Zurich

Pipilotti Rist

It’s surprising that with all the attention Pipilotti Rist has received in the last few years this exhibition was the artist’s first major solo show in her hometown. Happily, Rist didn’t disappoint, presenting five new works created for the show and one big installation, Himalaya Goldsteins Stube (Remake of the Weekend), 1998–99, which had already shown in Berlin and Vienna but was here expanded and reworked. Aptly organized around a partly autobiographical, partly fictional idea of “home,” the Kunsthalle was divided into seven spaces, like different areas of a house. In the entryway (which Rist named the Hausumschwung, or yard) was the kind of makeshift tent—old blankets, bits of found fabric—that a child might set up for a backyard sleepover. Here Rist showed slides of friends and family engaged in an array of ordinary activities. Her lighthearted tone was carried into the “garage,” where one could see Rist’s prize-winning 1997 video, Ever Is Over All, in which a young woman joyfully smashes the windows of cars parked on a city street.

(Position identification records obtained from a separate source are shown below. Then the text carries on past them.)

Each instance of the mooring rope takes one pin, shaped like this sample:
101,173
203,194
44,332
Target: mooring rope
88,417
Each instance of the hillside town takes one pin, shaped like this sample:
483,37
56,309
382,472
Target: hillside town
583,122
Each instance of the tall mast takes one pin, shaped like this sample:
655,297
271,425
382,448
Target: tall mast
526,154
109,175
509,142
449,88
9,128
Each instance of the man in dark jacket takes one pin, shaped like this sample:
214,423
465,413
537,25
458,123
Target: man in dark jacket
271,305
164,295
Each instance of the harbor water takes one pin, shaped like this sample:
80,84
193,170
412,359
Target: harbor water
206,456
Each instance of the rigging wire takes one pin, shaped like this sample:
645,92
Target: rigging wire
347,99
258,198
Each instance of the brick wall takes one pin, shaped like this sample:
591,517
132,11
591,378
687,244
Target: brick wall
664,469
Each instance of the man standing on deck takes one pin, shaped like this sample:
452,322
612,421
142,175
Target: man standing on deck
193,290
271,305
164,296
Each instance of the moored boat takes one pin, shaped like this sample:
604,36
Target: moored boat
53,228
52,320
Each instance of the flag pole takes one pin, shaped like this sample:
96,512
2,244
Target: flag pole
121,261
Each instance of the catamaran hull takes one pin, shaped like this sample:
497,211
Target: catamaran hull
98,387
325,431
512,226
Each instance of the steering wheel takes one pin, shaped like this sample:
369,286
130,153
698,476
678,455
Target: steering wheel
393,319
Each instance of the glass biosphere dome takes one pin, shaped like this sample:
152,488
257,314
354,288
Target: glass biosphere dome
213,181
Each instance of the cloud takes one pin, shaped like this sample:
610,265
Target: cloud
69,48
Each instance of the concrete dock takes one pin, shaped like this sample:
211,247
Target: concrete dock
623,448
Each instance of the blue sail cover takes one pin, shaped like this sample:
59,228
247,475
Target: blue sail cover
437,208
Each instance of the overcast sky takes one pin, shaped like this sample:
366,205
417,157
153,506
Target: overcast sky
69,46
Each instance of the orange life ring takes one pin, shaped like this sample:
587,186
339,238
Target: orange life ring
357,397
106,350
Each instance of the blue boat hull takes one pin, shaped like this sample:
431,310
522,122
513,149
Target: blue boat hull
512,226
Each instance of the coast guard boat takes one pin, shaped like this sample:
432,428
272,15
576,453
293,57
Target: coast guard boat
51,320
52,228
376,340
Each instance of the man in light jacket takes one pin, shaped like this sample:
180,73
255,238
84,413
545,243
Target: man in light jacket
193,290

The main gallery, or “living room,” displayed the new version of Remake, a huge accumulation of flea-market furniture and other domestic paraphernalia onto which a selection of video images was projected. These ranged from the banal (a martini shaker on the bar showed a TV clip of a soccer match) to the enigmatic (a stack of books bore a long shot of an empty highway, on which a naked man suddenly appeared walking determinedly toward the camera). Clearly intended as the exhibition’s centerpiece, the work is a cozy rendering of the “ideal” family room, full of personal touches and references to the pleasures of communal living.

In other rooms, this mood of carefree exultation was mixed with one of bittersweet self-reflection, perhaps most evident in the “kitchen,” a darkened room featuring a sink, stove, and countertop beneath a set of white cabinets. The cabinets nearly covered the wall, and against them was projected Regenfrau (I Am Called a Plant) (Rain woman [I am called a plant]), 1998, a video that shows a naked Rist, sporting bright pink hair, curled up on the ground in drizzling rain, with the sound of raindrops amplified to fill the room. As the camera moves back and forth across her body in extreme close-up, it pauses briefly on the gooseflesh on her skin and later on a slight trembling of her lips: the only two signs that she is still alive. A beautifully stark image, it not only plays on the mythical woman/nature relationship but seems to lay bare the artist’s own fear of mortality.

This more sober reflection on the fleeting nature of life is carried into the last room, the Schlafzimmer (bedroom), where one finds a three-wall video projection titled Extremitäten (weich, weich) (Extremities [gentle, gentle]), 1999, which consists of starlike flecks of light punctuated by images of body parts—foot, ear, breast, penis—floating across the walls. Both eerie and magical, the video is accompanied by Rist’s voice softly reciting a series of phrases—such as “Ich bin ein Säugetier” (I am a mammal); “Ich bin nix” (I am nothing); and “Ich bin der König” (I am the king)—that fluctuate among the mundane, the absurd, and the unsettling. As a whole, Extremitäten reflects Rist’s technical and formal precision as well as her willingness to treat such essentially human emotions as pain and uncertainty on a monumental scale but without the heavy-handed expressionism one might expect such subjects to elicit.